When Do Special Interests Run Rampant? Disentangling the Role of Elections, Incomplete Information and Checks and Balances in Banking Crises
44 Pages Posted: 20 Apr 2016
Date Written: November 30, 1999
Abstract
Government responses to banking crises are less likely to favor special interest groups when elections are near, voters are better informed about the costs of inefficient government decisions, and governments have multiple veto players.
Keefer investigates the political determinants of government decisions that benefit special interest groups - especially government decisions to deal with banking crises. He finds that the better informed the voters, the more proximate elections, and the larger the number of political veto players (conditional on the costs to voters of relevant policy decisions), the smaller the government's fiscal transfers are to the financial sector and the less likely the government is to exercise forbearance in dealing with insolvent financial institutions.

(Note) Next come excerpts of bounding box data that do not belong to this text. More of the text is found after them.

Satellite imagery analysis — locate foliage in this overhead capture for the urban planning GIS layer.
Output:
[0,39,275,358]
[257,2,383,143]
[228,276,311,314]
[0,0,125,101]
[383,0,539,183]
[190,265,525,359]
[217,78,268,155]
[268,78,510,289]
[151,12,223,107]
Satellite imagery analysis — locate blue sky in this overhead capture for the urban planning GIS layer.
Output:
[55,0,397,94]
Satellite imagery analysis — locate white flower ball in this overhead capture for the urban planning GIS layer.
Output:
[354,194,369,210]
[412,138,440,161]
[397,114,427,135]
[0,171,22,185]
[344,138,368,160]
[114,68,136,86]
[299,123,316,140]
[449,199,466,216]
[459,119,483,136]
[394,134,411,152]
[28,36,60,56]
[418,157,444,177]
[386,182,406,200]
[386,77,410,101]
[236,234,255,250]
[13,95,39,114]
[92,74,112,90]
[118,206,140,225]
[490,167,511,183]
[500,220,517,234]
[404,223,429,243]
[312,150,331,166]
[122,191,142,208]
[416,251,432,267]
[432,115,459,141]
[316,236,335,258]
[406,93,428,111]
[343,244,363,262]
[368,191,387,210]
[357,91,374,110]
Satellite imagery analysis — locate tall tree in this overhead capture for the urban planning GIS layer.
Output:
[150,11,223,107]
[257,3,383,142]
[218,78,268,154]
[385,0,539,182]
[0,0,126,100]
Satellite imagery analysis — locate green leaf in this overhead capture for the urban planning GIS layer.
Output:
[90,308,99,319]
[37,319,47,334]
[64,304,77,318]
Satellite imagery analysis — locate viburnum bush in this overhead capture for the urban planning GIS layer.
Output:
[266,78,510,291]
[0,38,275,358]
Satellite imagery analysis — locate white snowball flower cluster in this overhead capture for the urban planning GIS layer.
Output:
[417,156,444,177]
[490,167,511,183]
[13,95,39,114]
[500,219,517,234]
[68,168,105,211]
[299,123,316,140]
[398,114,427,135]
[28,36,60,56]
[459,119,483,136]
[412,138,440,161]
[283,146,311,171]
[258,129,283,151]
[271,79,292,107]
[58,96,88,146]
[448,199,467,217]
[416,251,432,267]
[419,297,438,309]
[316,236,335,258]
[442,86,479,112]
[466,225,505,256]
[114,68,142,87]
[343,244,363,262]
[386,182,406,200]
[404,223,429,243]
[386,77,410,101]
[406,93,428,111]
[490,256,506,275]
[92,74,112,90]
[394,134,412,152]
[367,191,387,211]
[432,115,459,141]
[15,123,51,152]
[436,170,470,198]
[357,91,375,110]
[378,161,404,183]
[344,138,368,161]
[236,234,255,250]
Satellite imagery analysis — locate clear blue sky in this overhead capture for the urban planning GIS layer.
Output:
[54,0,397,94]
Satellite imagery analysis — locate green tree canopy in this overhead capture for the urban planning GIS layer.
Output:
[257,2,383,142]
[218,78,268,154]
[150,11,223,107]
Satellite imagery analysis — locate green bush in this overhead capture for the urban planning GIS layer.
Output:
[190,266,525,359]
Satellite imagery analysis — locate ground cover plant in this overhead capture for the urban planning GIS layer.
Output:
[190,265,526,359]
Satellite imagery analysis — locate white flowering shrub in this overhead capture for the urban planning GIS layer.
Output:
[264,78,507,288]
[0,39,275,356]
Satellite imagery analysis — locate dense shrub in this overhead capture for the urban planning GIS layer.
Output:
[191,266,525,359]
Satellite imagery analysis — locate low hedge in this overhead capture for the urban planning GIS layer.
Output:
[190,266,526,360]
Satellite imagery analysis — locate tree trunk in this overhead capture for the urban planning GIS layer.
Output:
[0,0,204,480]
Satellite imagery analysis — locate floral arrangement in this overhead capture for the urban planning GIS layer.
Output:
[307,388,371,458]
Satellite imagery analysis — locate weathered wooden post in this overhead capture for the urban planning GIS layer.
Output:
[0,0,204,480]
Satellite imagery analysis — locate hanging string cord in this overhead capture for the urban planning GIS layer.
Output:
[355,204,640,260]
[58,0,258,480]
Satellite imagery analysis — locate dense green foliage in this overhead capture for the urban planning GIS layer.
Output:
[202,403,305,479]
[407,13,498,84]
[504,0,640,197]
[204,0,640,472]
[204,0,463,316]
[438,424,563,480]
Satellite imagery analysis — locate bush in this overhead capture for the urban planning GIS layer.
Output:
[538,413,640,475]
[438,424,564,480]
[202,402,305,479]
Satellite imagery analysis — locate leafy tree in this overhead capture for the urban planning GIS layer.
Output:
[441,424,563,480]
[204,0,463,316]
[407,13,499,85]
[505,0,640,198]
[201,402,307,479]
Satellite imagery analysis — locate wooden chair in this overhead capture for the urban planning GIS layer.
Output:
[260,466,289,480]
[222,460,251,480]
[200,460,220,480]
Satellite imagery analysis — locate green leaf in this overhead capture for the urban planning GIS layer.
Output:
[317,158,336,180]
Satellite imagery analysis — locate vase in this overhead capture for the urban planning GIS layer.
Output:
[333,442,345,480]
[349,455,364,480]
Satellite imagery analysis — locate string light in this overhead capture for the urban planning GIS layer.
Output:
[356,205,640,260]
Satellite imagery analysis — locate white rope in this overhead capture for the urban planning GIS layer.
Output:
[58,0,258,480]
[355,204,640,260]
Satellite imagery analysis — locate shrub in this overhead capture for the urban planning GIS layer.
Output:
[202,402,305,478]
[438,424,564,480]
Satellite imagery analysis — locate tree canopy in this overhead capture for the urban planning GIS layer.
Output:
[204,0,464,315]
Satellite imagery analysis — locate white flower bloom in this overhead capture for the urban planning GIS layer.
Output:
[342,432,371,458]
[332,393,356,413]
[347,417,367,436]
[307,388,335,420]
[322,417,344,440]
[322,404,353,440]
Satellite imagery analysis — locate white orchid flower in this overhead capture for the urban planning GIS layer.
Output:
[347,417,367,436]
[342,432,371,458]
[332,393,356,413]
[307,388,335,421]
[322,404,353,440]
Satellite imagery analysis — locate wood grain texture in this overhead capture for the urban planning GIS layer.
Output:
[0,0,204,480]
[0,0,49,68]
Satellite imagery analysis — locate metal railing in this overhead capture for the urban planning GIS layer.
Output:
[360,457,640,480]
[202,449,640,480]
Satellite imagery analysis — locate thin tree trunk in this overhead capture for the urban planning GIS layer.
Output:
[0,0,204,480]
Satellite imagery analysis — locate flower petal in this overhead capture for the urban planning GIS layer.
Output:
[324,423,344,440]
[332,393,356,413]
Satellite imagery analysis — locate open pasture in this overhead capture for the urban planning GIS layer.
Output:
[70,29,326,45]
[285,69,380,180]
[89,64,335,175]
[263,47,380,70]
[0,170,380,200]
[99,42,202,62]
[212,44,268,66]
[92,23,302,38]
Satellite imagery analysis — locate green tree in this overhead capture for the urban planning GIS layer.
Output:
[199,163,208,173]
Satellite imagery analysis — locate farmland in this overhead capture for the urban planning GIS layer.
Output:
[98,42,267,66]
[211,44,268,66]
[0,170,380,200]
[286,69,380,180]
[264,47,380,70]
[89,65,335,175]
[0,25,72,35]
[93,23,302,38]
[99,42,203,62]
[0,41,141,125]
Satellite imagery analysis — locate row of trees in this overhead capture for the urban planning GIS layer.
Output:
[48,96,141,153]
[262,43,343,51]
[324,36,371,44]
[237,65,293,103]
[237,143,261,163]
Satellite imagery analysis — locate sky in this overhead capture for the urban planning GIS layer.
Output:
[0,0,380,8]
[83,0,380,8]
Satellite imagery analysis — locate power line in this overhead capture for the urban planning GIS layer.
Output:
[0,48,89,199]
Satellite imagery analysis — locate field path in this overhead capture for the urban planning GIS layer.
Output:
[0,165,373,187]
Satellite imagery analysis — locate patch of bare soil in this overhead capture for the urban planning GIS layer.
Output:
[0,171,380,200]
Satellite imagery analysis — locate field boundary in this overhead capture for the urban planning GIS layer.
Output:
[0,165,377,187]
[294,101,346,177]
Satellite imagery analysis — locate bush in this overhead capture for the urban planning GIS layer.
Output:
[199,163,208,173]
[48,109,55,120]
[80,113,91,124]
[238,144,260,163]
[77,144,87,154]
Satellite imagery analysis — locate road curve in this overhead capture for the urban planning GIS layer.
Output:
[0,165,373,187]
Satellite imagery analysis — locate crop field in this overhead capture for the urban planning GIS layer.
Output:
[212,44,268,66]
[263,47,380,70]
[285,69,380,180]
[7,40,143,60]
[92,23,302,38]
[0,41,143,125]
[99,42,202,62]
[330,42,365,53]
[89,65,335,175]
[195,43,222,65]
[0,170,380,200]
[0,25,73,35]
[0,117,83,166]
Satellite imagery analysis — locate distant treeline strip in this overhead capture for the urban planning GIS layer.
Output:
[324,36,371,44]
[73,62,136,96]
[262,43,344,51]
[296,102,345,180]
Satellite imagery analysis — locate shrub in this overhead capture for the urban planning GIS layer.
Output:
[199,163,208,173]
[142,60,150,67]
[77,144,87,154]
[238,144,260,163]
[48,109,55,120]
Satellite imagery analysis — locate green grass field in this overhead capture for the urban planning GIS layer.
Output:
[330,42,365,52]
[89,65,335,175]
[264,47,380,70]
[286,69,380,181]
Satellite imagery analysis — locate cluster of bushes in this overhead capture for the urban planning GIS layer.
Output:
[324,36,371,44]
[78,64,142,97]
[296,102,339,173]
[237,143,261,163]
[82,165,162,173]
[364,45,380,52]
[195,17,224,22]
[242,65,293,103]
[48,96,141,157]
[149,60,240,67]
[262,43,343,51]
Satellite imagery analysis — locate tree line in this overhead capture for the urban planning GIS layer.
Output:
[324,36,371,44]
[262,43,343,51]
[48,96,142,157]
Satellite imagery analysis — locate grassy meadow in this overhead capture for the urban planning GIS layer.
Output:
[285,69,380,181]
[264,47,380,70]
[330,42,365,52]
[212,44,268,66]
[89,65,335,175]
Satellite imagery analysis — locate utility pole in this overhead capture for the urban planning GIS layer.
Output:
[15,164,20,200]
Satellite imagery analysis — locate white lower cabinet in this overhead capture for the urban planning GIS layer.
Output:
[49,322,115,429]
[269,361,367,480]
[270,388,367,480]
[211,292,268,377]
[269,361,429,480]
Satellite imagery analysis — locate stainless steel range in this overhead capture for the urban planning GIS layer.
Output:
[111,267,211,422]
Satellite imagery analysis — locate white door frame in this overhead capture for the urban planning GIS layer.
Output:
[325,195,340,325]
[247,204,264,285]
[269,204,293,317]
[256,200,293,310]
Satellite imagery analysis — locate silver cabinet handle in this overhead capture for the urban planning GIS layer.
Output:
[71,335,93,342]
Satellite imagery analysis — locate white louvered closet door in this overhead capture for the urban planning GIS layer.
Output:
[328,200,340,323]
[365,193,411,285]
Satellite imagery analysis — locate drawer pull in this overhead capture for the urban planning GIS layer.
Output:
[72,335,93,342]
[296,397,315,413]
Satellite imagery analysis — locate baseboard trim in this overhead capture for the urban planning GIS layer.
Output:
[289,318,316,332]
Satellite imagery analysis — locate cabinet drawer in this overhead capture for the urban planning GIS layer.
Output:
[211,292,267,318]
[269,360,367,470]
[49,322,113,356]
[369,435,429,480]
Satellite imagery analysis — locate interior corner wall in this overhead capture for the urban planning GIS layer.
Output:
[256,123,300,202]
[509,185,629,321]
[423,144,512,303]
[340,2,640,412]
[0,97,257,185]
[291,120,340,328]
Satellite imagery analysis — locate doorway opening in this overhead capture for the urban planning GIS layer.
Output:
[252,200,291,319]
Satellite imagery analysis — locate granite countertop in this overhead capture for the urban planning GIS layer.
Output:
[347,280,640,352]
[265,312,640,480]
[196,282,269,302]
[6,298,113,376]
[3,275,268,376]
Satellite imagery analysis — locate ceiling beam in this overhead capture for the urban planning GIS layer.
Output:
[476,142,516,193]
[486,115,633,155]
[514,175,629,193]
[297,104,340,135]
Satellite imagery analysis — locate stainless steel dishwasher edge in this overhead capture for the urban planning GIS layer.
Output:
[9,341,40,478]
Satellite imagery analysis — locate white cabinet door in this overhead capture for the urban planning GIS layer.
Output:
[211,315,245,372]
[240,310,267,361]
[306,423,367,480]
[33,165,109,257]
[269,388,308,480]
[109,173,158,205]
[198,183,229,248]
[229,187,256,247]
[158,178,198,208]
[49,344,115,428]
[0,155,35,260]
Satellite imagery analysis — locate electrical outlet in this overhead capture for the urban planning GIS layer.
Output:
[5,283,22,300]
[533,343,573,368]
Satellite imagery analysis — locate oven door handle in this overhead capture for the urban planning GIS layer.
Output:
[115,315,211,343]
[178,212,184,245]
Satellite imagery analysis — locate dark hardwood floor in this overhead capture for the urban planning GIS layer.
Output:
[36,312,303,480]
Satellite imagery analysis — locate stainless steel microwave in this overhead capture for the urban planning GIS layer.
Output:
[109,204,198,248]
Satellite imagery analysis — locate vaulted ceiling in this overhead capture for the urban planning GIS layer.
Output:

The results suggest that policies that might be appropriate for mitigating banking crises in the United States might be less effective in settings where voters are less informed, where elections are less competitive, and where there are fewer veto players, because in these settings checks and balances are missing. These policies include:
Disseminating information about the costs of inefficient government decisions. Improving the structure of legislative regulatory oversight. Intervening early in insolvent banks. Keefer concludes that the more veto players there are, the less likely policies are to favor special interest groups (contrary to previous views). Moreover, the closer the elections, the less likely policies are to favor special interest groups.
This paper - a product of Regulation and Competition Policy, Development Research Group - is part of a larger effort in the group to explore the policy consequences of political and social institutions.